For 5 years... Hospital to hospital... More and more surgeries... Around the world I was going... My family was not looking to my eye... I was called It instead of anything else human or anything refers to their son... And I deserved it until my last fiber.
Every people I got to know in the hospitals died. Yet I was alive. The man, who should have died... The sinner... The antagonist of any story... Why? Why am I alive? Atonement? To make my family suffer even more? It is not fair...
Even if at a point they loved me, now I am just an object. 5 long years, ups and downs, miracle medicines and surgeries... But nothing. They now at most say a hm and give me my medicines and food rations... I am like a plant they bought, but needs more water and not even beautiful...
On a day I said no more. Called in my mom and dad and said I sit up, go to a room, write the finals, go to a mediocre university and go as far as they can not see me, because I know I made their life hell or worse.
Looking at my legs or waist, my father said, it is a deal, but no parent hates their children at the end just so I know.
In a podcast or whatever then came an interview, how the miracle kid with a terminal illness wrote the finals and got into university. Of course the interview did not say anything about drugs and my former life...
Then I talked to my parents, to ease the distance between us and said, that I hate, that they have not asked about the truth and I am really sorry and do anything within my ability to give them back the years before I became a monster.
Yeah, at that point my father looked in my eyes and said, that do your best then, just go far.
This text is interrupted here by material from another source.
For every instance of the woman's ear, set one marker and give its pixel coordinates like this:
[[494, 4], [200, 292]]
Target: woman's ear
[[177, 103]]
Yeah... I sat up and started walking.
It could not be called that, because in 50 cm thr IV fell out my arm and I fell. Then I scrammed, after my legs and arms did not move I started moving with my teeth. It was painful if I say so myself...
But it had the effect.
Then they understood, that I really would die for them. They saw how my teeth broke and I still wanted to move. It is not fair, but that was enough for them, that little performance or anything to understand, that the time I got from them, I want to give them back. And I mean it.
Just side note I needed new teeth, what was going on their bill, what makes me feel bad, but it is a small price for this.